UPDATE: Since this post was first published, the BLM has also given the nod to another major solar energy installation, the approximately 400-megawatt Ivanpah project, being developed in San Bernardino County by Oakland-based BrightSource Energy.
The federal Bureau of Land Management today issued its first approvals of major solar energy projects in California.
Tessera Energy’s 700-megawatt Ocotillo project, located in the Imperial Valley, about 100 miles east of San Diego, and a smaller photovoltaic (PV) project by San Ramon-based Chevron Corp., are both cleared to go forward.
The two projects set a precedent not just for California. On a call with reporters this morning, Department of Interior Secretary Ken Salazar called it a “historic day,” saying the two projects “bear the distinction of being the first large-scale solar energy projects ever approved for construction on our nation’s public lands.”
For projects being developed on federal land, BLM approval is the final hurdle before construction can begin. Big solar-thermal projects, which concentrate the Sun’s energy to make steam, also require approval from the California Energy Commission (photovoltaic projects, like the Chevron array, are under the eyes of the state’s Pubic Utilities Commission and county governments). State energy commissioners have approved seven major solar installations in the California desert since July. Several of these are still pending BLM approval.
BLM director Robert Abbey uses the catch phrase “smart from the start” to describe his agency’s new approach to site permitting, which he calls “streamlined without cutting corners.” Abbey says the Bureau is still sifting through a backlog of 180 pending applications, nationwide. He said his agency manages about 23 million acres “with solar potential,” across several western states, about half of that in California.
The Tessera project, shown in some CEC filings as SES Solar Two, could deliver more than 700 megawatts of solar-thermal power when completed late next year. It will occupy more than 6,000 acres of BLM land, and a few hundred acres of adjacent private land. Chevron’s Lucerne Valley project is significantly smaller, rated at 45 megawatts, with a footprint of about 400 acres in the Lucerne Valley of San Bernardino County.
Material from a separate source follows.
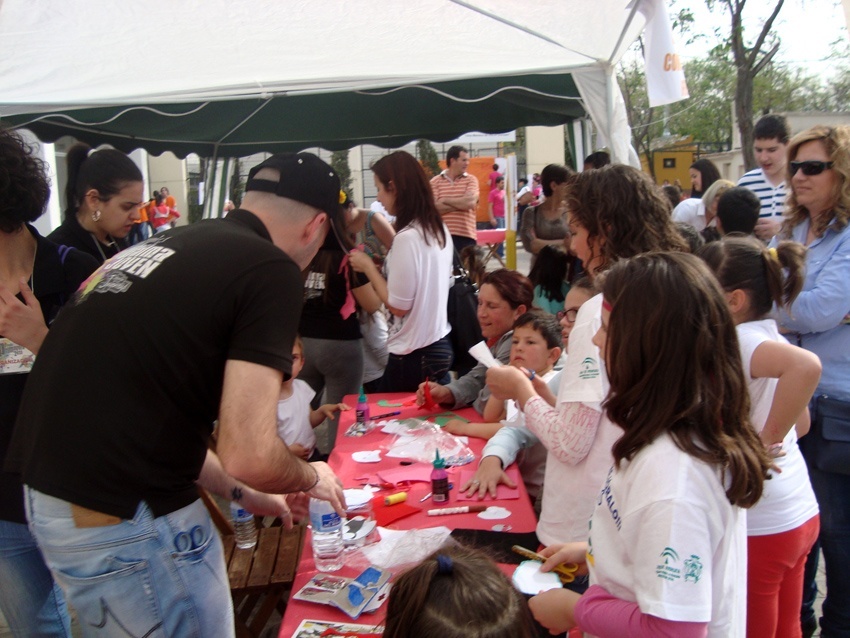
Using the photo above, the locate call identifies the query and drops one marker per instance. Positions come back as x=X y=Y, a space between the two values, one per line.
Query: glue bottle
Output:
x=439 y=480
x=362 y=409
Asked about opposition from environmentalists, Salazar said the projects had won support from several major organizations, including Defenders of Wildlife, the Sierra Club, The Wilderness Society and Natural Resources Defense Council (NRDC).
In a press release, NRDC attorney Johanna Wald wrote that: “the process provided valuable lessons that careful planning, siting and designing up front will lead to renewable projects that are smart from the start.”
Salazar told reporters that transmission lines are already available for all of the Chevron project’s output and a little less than half the expected output from Ocotillo, and that he looks forward to seeing “thousands of megawatts of renewable energy sprouting” over the next few years.